STORM Research team
A successful approach to deal with the complexity of modern architectures is centered around the use of runtime systems, to manage tasks dynamically, these runtime systems being either generic or specific to an application. Similarly, on the compiler side, optimizations and analyses are more aggressive in iterative compilation frameworks, fit for library generations, or DSL, in particular for linear algebra methods. To go beyond this state of the art and alleviate the difficulties for programming these machines, we believe it is necessary to provide inputs with richer semantics to runtime and compiler alike, and in particular by combining both approaches.
This general objective is declined into two sub-objectives, the first concerning the expression of parallelism itself, the second the optimization and adaptation of this parallelism by compilers and runtimes.
Expressing parallelism: As shown in the following figure, we propose to work on parallelism expression through Domain Specific Languages, able to capture the essence of the algorithms used through usual parallel languages such as OpenCL, OpenMP and through high performance libraries. The DSLs will be driven by applications, with the idea to capture at the algorithmic level the parallelism of the problem and perform dynamic data layout adaptation, parallel and algorithmic optimizations. The principle here is to capture a higher level of semantics, enabling users to express not only parallelism but also different algorithms.
Optimizing and adapting parallelism: The goal here is to leverage the necessary adaptation to evolving hardware, by providing mechanisms allowing users to run the same code on different architectures. This implies to adapt parallelism, in particular the granularity of the work, to the architecture. This relies on the use of existing parallel libraries and their composition, and more generally the separation of concern between the description of tasks, that represent semantic units of work, and the tasks to be executed by the different processing units. Splitting or coarsening moldable tasks, generating code for these tasks and scheduling them is part of this work.
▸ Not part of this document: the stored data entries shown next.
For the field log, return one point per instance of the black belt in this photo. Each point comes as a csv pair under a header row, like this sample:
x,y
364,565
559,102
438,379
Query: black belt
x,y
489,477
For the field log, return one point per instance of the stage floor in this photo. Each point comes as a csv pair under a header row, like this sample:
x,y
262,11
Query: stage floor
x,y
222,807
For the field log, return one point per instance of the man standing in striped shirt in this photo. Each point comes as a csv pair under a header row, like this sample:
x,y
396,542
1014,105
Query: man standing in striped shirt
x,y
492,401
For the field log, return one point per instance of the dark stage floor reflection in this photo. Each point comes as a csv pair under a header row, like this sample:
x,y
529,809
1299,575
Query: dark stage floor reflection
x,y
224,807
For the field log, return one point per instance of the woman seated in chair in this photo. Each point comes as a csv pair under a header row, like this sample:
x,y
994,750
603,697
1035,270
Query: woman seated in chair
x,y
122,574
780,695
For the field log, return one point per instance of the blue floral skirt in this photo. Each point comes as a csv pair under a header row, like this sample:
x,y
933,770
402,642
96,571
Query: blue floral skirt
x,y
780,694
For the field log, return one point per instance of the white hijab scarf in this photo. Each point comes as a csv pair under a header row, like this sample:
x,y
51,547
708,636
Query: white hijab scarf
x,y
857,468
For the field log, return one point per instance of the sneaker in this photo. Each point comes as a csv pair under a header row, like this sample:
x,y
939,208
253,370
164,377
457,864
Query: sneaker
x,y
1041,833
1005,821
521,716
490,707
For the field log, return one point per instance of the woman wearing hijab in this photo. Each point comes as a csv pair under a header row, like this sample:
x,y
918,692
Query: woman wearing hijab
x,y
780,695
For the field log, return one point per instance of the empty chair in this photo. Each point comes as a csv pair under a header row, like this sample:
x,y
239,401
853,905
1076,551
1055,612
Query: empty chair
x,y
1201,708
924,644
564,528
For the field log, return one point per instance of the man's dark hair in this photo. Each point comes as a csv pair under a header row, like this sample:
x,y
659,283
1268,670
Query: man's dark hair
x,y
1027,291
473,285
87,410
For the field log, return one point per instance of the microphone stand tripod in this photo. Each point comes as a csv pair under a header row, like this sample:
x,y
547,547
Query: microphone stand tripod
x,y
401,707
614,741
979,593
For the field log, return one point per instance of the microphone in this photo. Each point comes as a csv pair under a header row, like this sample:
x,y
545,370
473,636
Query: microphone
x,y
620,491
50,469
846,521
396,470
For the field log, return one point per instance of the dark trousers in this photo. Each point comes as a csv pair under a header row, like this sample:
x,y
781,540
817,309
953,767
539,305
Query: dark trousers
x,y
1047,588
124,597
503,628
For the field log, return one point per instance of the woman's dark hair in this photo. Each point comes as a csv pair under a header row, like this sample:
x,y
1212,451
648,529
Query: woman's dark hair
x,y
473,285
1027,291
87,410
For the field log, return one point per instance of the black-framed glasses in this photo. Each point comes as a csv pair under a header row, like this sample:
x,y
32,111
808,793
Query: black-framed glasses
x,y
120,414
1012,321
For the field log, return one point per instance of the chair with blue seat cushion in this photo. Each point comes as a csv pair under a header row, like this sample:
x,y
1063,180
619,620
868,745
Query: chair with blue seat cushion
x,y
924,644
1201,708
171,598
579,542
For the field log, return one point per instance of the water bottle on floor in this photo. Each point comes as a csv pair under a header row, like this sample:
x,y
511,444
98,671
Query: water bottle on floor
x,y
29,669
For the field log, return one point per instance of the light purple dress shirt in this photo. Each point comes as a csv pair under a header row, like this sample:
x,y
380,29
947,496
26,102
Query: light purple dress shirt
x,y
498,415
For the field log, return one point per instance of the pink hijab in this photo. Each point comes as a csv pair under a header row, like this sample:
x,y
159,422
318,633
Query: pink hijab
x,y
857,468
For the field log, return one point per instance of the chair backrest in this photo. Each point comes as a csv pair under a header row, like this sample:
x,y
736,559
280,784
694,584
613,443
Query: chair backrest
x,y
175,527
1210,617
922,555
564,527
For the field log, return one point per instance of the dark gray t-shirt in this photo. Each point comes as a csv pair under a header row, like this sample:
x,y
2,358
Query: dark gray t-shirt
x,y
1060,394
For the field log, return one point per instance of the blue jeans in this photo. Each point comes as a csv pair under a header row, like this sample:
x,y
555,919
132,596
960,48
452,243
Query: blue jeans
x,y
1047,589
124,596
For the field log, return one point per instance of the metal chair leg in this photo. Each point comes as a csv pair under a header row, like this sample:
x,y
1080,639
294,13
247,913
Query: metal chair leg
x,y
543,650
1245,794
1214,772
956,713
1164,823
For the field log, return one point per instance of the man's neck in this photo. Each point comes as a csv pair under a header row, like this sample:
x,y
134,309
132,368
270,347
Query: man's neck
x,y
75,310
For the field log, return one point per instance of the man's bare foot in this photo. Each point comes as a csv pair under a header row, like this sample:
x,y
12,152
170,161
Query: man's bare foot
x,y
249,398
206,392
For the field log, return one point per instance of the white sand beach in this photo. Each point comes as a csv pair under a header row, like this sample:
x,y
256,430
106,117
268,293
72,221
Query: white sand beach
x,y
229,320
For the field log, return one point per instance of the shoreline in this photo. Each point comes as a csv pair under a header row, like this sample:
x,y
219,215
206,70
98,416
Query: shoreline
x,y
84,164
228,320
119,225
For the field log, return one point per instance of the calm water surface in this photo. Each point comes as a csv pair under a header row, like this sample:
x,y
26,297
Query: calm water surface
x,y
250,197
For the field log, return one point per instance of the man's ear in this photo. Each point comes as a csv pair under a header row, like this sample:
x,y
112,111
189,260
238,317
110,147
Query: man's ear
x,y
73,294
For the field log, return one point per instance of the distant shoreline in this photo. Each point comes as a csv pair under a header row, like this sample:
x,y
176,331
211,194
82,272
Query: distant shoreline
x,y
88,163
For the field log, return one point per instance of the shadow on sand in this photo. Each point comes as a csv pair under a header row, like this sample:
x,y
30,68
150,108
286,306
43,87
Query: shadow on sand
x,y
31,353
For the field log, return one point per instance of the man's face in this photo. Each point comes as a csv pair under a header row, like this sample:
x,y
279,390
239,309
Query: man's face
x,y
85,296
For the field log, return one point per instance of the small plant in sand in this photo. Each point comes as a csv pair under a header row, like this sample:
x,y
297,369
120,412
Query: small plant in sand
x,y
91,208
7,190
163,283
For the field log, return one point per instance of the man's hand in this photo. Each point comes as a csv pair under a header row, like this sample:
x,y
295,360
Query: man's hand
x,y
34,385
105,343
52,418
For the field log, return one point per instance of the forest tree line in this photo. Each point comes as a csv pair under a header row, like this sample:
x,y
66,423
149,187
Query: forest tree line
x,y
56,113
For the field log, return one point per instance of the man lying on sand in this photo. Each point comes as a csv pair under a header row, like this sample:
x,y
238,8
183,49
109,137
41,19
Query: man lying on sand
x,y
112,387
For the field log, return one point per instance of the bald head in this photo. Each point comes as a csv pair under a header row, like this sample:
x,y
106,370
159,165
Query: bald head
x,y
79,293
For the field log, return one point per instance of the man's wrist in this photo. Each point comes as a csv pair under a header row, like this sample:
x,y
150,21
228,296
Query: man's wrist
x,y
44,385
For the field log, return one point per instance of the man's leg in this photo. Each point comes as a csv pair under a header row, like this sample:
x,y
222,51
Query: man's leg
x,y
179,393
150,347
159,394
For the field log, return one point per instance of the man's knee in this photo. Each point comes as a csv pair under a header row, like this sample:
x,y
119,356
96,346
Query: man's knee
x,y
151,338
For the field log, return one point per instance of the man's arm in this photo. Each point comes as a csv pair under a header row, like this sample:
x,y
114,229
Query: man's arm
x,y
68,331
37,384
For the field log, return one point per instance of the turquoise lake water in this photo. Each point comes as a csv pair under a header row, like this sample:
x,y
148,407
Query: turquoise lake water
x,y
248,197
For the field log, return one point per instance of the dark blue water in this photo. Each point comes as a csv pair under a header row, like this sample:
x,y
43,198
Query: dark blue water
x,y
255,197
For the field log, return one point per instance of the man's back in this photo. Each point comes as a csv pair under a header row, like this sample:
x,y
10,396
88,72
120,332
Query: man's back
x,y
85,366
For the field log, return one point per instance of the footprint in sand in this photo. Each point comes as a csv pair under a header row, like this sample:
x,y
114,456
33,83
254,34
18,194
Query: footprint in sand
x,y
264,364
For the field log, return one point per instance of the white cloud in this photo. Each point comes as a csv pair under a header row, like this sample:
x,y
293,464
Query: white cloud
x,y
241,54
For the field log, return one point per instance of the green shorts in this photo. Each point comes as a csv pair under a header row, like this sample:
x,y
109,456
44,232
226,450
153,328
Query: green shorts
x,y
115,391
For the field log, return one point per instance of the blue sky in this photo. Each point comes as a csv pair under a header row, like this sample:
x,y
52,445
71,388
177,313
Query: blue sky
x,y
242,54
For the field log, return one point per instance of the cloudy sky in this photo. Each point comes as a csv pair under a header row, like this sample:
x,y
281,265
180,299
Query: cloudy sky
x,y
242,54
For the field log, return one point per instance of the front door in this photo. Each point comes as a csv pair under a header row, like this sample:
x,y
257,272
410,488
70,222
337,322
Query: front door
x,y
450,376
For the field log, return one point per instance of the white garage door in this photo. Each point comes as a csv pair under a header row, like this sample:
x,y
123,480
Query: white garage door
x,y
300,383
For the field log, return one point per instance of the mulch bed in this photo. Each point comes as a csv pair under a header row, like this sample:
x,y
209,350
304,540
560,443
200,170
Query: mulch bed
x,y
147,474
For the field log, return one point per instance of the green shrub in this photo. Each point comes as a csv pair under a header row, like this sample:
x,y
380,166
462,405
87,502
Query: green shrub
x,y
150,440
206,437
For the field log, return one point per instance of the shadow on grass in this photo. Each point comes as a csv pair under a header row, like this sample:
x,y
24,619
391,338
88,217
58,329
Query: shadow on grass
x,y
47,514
Finally, the abstraction we advocate for requires to propose a feed back loop. This feed back has two objectives: To make users better understand their application and how to change the expression of parallelism if necessary, but also to propose an abstracted model for the machine. This allows to develop and formalize the compiling, scheduling techniques on a model, not too far from the real machine. Here, simulation techniques are a way to abstract the complexity of the architecture while preserving essential metrics.